Meeting addresses wireless calls to 911 centers
Officials representing answering points in the county met to learn about planning for the service.
By ED RUNYAN
VINDICATOR TRUMBULL STAFF
WARREN -- A sense of dread fell over a dispatcher with the Warren post of the Ohio State Highway Patrol a few months ago, as he listened to a woman cry and scream in her home.
He was powerless to help the woman even though someone else in the Warren Township house had called 911. After about 15 minutes of listening, the dispatcher heard a gun blast and the woman was dead of a self-inflicted wound.
The reason the officer couldn't help was because the call was made from a wirelessular phone. Apparently sometime after the call was made, the phone fell into a couch, where the sound of the woman's despair was transmitted to the OSHP office.
In the future, officers hope they will be able to locate individuals in such situations before it is too late, said Joseph Dragovich, commander of the patrol's Warren post.
On Thursday, he and about 15 officials from other emergency call centers met with Nancy C. Serafino of Sprint to learn about the laws and technology that will eventually improve the ability to trace such wireless phone calls.
Dragovich said the shooting isn't the only tragedy to have occurred in Trumbull County in recent years involving a wireless phone. One other time, such a call about a fire in Weathersfield Township caused responders to go to the wrong location, increasing the amount of damage to the house.
The highway patrol is where 911 wireless phone calls in Trumbull County go at this time, Serafino said. In counties where improvements have been made, those calls can be routed to whatever emergency call center officials desire.
First of three steps
The meeting with Serafino was the first step. She met with representatives of the eight public service answering points (PSAPs) in the county. Those include the county 911 call center in Howland and seven cities, townships and a village that answer their own 911 calls. They are Liberty, Girard, Newton Falls, Warren Township, Niles, Hubbard and Lordstown.
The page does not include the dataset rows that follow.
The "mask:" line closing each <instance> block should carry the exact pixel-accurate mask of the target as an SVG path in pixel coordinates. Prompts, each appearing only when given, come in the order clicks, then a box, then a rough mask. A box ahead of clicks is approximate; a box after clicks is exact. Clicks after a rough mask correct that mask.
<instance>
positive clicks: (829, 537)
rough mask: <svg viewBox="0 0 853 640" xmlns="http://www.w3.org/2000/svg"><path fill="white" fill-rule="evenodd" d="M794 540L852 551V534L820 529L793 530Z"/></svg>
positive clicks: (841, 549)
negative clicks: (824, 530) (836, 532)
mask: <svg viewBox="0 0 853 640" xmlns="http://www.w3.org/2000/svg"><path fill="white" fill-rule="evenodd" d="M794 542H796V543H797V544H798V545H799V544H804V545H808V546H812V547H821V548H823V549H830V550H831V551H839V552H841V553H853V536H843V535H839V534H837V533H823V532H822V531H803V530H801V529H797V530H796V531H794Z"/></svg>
The main thing standing in the way of Trumbull County's getting a better system is an agreement by the PSAPs about who will answer the wireless calls. Also, they have to get together and tell the Public Utilities Commission of Ohio their plan for making the local system work, Serafino said.
After that, the county can progress to Phase One, which would allow receivers of 911 calls to pinpoint wireless phone calls to within a broad area -- such as the tower the call was transmitted through.
That upgrade is not the final solution, but it is a necessary first step, Serafino said. Phase Two gives the call takers the kind of specific locations that allow them to locate 911 wireless phone calls closely enough to find the emergency.
Wireless phone users in Ohio pay a fee of 32 cents per month that feeds into a system the PUCO uses to reimburse costs associated with both phases. Ohio legislation effective on Aug. 1 this year established the fees.